SaaS- und Mietshop-Lösungen (monatliche Gebühr, Hosting inklusive):
Shopify ist ab 36 €/Monat (Basic) erhältlich und reicht bis 384 €/Monat (Advanced). Für Enterprise-Kunden gibt es Shopify Plus ab ca. 2.300 €/Monat. Jimdo startet ab 15 €/Monat, Wix eCommerce ab 27 €/Monat und Strato Webshop ab 22 €/Monat. IONOS (ehem. 1&1) bietet Einstiegsangebote ab 1 €/Monat, regulär ab 25 €/Monat. Lightspeed eCommerce beginnt ab 49 €/Monat, und PlentyONE (ehem. Plentymarkets) ab 59 €/Monat.
Open-Source-Lösungen (Lizenz kostenlos, aber Hosting und Einrichtung nötig):
WooCommerce ist als WordPress-Plugin komplett kostenlos. Shopware 6 Community Edition ist ebenfalls kostenlos verfügbar, die kommerziellen Editionen starten ab 600 €/Monat (Rise). Magento Open Source ist kostenlos, Adobe Commerce Cloud startet ab ca. 2.000 €/Monat. JTL-Shop Community Free ist kostenlos bis 500 Artikel, ab 50 €/Monat für den Standard-Tarif. Gambio bietet eine Cloud-Version ab 19,95 €/Monat oder eine Kauflizenz ab einmalig 199 €.
2. Hosting-Kosten
Bei SaaS-Lösungen wie Shopify, Jimdo oder Wix ist das Hosting im Preis enthalten. Bei Open-Source-Systemen müssen Sie Hosting separat buchen.

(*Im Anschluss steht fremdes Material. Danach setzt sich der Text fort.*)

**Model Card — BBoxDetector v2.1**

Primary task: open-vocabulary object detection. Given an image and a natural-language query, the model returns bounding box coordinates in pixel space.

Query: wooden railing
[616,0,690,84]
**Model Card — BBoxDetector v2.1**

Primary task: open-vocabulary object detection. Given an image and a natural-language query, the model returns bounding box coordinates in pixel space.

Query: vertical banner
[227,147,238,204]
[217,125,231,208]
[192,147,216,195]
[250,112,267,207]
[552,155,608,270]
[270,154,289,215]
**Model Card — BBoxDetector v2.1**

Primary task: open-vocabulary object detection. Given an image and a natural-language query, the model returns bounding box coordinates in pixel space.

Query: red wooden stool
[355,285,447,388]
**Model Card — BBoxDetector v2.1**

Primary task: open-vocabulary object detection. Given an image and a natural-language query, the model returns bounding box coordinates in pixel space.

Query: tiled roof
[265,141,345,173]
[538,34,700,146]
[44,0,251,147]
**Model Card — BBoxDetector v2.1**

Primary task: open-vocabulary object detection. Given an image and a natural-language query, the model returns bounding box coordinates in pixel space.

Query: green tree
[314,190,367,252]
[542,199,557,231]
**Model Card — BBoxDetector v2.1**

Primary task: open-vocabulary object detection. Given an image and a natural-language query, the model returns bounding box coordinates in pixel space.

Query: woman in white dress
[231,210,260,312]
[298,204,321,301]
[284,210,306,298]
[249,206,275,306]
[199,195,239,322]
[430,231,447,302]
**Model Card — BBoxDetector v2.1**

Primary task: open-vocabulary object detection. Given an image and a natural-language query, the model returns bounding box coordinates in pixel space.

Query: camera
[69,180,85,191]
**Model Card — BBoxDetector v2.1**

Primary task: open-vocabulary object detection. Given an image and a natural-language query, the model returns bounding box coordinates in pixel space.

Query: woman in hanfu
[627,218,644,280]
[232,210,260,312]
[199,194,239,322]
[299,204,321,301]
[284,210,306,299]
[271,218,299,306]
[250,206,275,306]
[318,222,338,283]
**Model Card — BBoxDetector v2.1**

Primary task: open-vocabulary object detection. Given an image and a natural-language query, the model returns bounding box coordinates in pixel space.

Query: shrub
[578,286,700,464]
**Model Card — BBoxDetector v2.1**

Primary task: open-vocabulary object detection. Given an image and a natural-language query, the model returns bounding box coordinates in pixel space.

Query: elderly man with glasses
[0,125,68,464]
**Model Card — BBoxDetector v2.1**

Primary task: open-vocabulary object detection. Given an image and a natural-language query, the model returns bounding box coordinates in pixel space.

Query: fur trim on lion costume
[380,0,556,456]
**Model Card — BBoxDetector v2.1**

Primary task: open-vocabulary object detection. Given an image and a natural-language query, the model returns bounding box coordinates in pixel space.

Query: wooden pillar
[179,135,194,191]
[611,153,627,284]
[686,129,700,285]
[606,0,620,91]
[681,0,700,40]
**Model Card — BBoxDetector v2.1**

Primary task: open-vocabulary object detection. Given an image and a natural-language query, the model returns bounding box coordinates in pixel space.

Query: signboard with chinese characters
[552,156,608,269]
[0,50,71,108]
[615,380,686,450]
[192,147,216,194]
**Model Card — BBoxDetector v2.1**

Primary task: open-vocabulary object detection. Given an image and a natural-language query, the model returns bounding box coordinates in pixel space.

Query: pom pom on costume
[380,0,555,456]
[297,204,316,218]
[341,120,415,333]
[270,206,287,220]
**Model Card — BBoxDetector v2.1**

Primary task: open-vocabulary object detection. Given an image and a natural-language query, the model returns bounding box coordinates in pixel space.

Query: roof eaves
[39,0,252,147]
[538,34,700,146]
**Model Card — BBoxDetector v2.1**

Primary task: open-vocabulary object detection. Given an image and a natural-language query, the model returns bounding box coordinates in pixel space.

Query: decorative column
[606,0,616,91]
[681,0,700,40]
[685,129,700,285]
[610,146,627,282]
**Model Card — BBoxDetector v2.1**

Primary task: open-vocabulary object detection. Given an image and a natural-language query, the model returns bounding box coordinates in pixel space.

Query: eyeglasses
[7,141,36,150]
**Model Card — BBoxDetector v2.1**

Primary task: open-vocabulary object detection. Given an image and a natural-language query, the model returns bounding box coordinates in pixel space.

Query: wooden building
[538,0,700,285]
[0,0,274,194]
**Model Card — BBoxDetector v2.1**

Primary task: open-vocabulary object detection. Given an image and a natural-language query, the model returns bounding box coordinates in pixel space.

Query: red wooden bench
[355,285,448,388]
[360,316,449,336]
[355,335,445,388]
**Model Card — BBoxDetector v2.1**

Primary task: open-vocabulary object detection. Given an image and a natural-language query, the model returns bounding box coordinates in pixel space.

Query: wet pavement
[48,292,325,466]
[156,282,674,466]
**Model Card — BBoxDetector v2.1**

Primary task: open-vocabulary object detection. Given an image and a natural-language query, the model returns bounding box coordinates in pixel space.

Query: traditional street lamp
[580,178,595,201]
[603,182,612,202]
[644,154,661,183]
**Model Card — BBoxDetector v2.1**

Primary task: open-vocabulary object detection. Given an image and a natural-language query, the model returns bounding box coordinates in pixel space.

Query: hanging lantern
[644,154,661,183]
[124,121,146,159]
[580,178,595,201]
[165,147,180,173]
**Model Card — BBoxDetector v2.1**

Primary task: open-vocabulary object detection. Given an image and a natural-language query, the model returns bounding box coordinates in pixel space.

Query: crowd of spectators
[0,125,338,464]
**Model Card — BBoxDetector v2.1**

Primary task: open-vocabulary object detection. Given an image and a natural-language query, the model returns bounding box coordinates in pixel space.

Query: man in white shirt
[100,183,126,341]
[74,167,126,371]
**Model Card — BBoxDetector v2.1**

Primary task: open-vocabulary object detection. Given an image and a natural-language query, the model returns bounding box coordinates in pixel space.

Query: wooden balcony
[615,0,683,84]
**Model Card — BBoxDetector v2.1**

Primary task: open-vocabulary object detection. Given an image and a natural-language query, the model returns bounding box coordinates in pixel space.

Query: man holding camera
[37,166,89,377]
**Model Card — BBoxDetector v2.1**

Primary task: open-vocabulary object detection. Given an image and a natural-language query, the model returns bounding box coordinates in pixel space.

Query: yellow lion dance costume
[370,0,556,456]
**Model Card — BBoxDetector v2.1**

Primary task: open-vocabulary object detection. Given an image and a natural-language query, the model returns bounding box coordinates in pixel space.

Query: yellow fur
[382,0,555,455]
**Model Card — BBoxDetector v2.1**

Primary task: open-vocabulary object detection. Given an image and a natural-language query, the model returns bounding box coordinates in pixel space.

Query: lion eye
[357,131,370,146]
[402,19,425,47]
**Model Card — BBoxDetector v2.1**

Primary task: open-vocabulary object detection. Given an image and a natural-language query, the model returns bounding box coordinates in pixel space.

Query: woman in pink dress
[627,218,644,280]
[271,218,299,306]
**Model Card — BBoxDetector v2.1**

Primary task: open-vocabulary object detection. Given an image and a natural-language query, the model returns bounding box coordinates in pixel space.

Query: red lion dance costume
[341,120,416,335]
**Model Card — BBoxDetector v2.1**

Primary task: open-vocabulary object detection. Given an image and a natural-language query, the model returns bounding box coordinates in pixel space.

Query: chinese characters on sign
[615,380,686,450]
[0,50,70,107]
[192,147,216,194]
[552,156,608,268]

Shared Hosting eignet sich für kleine Shops und kostet 5–15 €/Monat. Managed WordPress Hosting für WooCommerce liegt bei 20–50 €/Monat. Spezialisiertes Managed Hosting für Shopware oder Magento kostet 30–100 €/Monat. Dedizierte Server für große Shops starten ab 80–300 €/Monat. Cloud Hosting (AWS, Google Cloud) ist variabel und beginnt ab ca. 50 €/Monat.
3. Design und Template
Ein ansprechendes Design ist entscheidend für den Erfolg Ihres Shops. Die Kosten variieren je nach Anspruch erheblich.
Kostenlose Themes stehen bei den meisten Shopsystemen zur Verfügung. Premium-Themes kosten einmalig 30–120 €. Ein individuelles Design von einem Freelancer liegt bei 1.000–5.000 €, während eine Agentur für ein individuelles Design 2.000–15.000 € berechnet. Für hochindividuelle Enterprise-Designs können die Kosten auf 15.000–50.000 € steigen.
4. Einrichtung und Setup
Die Einrichtungskosten hängen stark davon ab, ob Sie den Shop selbst aufsetzen oder eine Agentur beauftragen.
Bei SaaS-Lösungen wie Shopify oder Jimdo können Sie den Shop in Eigenregie einrichten – die Kosten liegen bei 0 € (nur Zeitaufwand). Ein Agentur-Setup für einen einfachen Shop kostet 3.000–8.000 €, ein mittlerer Shop mit individuellen Anpassungen 8.000–25.000 € und ein komplexer Shop mit ERP-Anbindung und individuellen Funktionen 25.000–100.000 € oder mehr.
5. Laufende Kosten (monatlich)
Neben dem Shopsystem und Hosting fallen weitere laufende Kosten an, die oft unterschätzt werden.
Eine Domain kostet 1–2 €/Monat, ein SSL-Zertifikat ist bei den meisten Hostern bereits inklusive (Let’s Encrypt). E-Mail-Hosting schlägt mit 1–5 €/Monat zu Buche. Rechtstexte über Anbieter wie die IT-Recht Kanzlei oder den Händlerbund kosten 10–20 €/Monat. Buchhaltungssoftware wie sevDesk oder lexoffice liegt bei 10–30 €/Monat. Ein Newsletter-Tool wie Mailchimp oder CleverReach ist ab 0–30 €/Monat erhältlich. SEO-Tools kosten 0–100 €/Monat, und eine Warenwirtschaft reicht von 0 € (JTL-Wawi ist kostenlos) bis 300 €/Monat für andere Anbieter.
6. Zahlungsabwicklung (Transaktionsgebühren)
Bei jedem Verkauf fallen Transaktionsgebühren an – ein wichtiger Kostenfaktor, der mit steigendem Umsatz wächst.
PayPal berechnet 2,49 % + 0,35 € pro Transaktion im Standardtarif. Stripe liegt bei 1,5 % + 0,25 € für EU-Karten. Klarna kostet je nach Zahlungsart 1,99–3,29 % + 0,35 €. Shopify Payments berechnet 1,5–2 % + 0,25 € je nach Tarif. SEPA-Lastschrift ist am günstigsten mit ca. 0,25–0,35 € pro Transaktion.
7. Marketing-Budget
Ein Onlineshop ohne Marketing ist wie ein Laden ohne Schaufenster. Planen Sie von Anfang an ein monatliches Marketingbudget ein.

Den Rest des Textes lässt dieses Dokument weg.